A scroll (from the Old French escroe or escroue), also known as a roll, is a roll of papyrus, parchment, or paper containing writing.

A scroll is usually divided up into pages, which are sometimes separate sheets of papyrus or parchment glued together at the edges, or may be marked divisions of a continuous roll of writing material. The scroll is usually unrolled so that one page is exposed at a time, for writing or reading, with the remaining pages rolled up to the left and right of the visible page. It is unrolled from side to side, and the text is written in lines from the top to the bottom of the page. Depending on the language, the letters may be written left to right, right to left, or alternating in direction (boustrophedon).

Some scrolls are simply rolled up pages; others may have wooden rollers on each end: Torah scrolls have rather elaborate rollers befitting their ceremonial function.

Scrolls were the first form of editable record keeping texts, used in Eastern Mediterranean ancient Egyptian civilizations.

Parchment scroll used by Israelites after Sinai was the first use of scrolls in the recording of literature before the codex or bound book with pages was invented by the Latins in the 1st century AD. Scrolls were more highly regarded than codices until well into Roman times where they were usually written in single latitudinal column.

The ink used in writing scrolls had to adhere to a surface that was rolled and unrolled, so special inks were developed. Even so, ink would slowly flake off of scrolls.

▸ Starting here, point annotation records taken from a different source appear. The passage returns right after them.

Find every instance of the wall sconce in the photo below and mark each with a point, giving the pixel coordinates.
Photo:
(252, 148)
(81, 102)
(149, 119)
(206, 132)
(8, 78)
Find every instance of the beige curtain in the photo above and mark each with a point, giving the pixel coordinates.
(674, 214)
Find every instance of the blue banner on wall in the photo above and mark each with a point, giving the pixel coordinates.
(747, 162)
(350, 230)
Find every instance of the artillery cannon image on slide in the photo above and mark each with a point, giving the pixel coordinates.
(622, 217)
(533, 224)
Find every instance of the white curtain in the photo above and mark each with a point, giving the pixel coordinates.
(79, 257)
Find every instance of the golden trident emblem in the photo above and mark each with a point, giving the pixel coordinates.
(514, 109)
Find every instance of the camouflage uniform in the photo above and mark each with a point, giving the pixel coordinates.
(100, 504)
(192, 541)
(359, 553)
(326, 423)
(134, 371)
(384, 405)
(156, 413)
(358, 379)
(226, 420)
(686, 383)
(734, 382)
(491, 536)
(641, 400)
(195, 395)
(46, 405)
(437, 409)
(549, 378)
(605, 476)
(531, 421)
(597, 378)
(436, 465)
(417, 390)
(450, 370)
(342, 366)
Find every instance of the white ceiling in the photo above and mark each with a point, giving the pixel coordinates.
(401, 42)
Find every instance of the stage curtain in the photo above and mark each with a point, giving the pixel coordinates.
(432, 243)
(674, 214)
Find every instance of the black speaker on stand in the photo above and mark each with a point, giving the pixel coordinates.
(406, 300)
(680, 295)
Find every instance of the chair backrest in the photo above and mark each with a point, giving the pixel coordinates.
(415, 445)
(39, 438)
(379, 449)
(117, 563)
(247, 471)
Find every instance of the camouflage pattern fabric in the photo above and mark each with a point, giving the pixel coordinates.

Shorter pieces of parchment or paper are called rolls or rotuli, although usage of the term by modern historians varies with periods. Historians of the classical period tend to use "roll" instead of "scroll". Rolls may still be many meters or feet long, and were used in the medieval and Early Modern period in Europe and various West Asian cultures for manuscript administrative documents intended for various uses, including accounting, rent-rolls, legal agreements, and inventories. A distinction that sometimes applies is that the lines of writing in rotuli run across the width of the roll (that is to say, are parallel with any unrolled portion) rather than along the length, divided into page-like sections. Rolls may be wider than most scrolls, up to perhaps 60 cm or two feet wide. Rolls were often stored together in a special cupboard on shelves.